The demos were large and they attacked the firemans water cannons and the firemen themselves. The police in its announcements alleged it kept calm and didn’t shoot everyone dead and that it even let some people off after it had arrested them (‘Eleftheria’ paper 20.1.1952)
The 1950’s was the era when the prisons were full of the Left partisans of the 1940’s and the Law enacted 509 could still send you there if you were deemed a danger to the state so it is true that despite many youth being sent to courts they were let off. The state didn’t want to radicalise another generation via prisons.
The turn happened during the demonstration 9th May 1956 when the President Karamanlis stated that he would crush every ‘anarchic manifestation’. From that moment onwards all demos in solidarity were to be banned.

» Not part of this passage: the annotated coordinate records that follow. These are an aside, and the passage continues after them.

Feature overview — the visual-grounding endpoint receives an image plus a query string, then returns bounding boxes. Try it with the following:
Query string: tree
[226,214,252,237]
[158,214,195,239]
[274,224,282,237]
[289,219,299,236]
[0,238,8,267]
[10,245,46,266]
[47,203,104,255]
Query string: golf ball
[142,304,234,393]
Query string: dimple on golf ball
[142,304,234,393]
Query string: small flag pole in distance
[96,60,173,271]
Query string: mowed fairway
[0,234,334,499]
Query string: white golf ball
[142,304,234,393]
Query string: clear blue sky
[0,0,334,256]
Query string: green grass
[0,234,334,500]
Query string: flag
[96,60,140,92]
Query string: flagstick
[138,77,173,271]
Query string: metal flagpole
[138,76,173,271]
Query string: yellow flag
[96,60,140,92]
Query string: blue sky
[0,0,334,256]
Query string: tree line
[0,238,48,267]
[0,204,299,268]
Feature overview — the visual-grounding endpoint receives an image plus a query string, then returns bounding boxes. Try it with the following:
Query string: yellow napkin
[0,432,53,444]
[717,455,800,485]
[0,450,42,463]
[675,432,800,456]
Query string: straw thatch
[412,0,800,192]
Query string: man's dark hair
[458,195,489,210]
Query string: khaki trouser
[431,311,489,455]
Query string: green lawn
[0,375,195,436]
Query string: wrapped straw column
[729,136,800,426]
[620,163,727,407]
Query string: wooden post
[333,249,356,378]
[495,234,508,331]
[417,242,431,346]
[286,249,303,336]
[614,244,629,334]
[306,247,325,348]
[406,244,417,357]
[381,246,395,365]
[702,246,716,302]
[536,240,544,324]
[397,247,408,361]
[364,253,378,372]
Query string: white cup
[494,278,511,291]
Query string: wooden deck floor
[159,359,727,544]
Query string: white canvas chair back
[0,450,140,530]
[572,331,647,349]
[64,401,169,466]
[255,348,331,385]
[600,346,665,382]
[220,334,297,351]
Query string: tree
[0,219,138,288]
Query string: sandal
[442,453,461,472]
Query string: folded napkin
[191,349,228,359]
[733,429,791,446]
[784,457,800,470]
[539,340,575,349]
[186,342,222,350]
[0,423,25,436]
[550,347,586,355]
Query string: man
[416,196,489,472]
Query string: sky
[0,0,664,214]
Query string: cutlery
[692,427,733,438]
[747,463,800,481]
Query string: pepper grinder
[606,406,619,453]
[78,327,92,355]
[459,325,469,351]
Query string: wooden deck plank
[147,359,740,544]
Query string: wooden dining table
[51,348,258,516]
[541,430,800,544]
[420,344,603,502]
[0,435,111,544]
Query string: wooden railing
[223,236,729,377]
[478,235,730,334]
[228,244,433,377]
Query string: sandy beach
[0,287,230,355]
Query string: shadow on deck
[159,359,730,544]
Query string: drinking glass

By 1958 nearly two years after 1956 no demos over Cyprus had occurred.
The demos occurred roughly in a similar fashion throughout the 1950’s. The demonstrators would be confronted by the police, they would try to march towards the British Embassy and they would break the law on banned demos. The police would use clubs, sticks and firemens vehicles to disperse the crowds. Tear gas wasn’t used but was used in the big demo of the building workers in 1960.
The demonstrators on their behalf used the poles from their banners and materials from the many building sites after the post-war reconstruction of Athens against the police.
Despite the extensive use of Molotov cocktails during the December events of 1944 in Athens they are absent in the demos of solidarity for Cyprus. The police also alleged that the youth used potatoes filled with shaving blades to throw at the police but the only report was in ‘Ethniko Kirix’ 14/3/56 which reported that they were found and used as an excuse to ban the demo of 12/3/56
Demos for Cyprus Top picture 4/3/53, Below: 14/12/1954 |
14/12/1954 | ΑΣΚΙ
Anti-British Demos
As the British Embassy was sealed off and difficult to get to due to the police restrictions the demonstrators took out their venom in all official buildings that had something to do with foreign powers or had foreign names as such the Army Fund building (where foreign military detachments would arrive), the US library in Stadiou Street, the offices of British Airways and other British companies, the hotels ‘Akropol Pallas’ (had British military delegations staying there) and the Great Britain hotel in Sindagma sq even shops just with British sounding names or English letters in them
9/5/1956 | ΑΣΚΙ
The patisserie Picadilly will be renamed provisionally ‘Cyprus-Bar’ and the Victoria one into Lefkosia and the Great Britain hotel will hide its name with Greek flags.
Stadiou Street had been labelled ‘Churchill Street’ after the 1944 December events and all the signs linked to this street were ripped up on 20.1.1952 whilst they were fully destroyed on 20.8.1954
Above all else one of the targets of the demonstrators were the private tram and trolley companies which belonged to the British company ‘Power and Traction’ – the monopoly control of the electrification of the country (which was the work of the dictator Pangalos and the ‘democrat’ till then Minister of Transport Ioannis Metaxas) confirmed the semi-colonial nature of Greece by foreign capital.
All vehicles of the Power company were attacked every time there was a demonstration over Cyprus. The government removed them during the demos after 1954 and in particular when the Archbishop Makarios of Cyprus who led the campaign for ‘Enosis’-Union with Greece was exiled by Britain.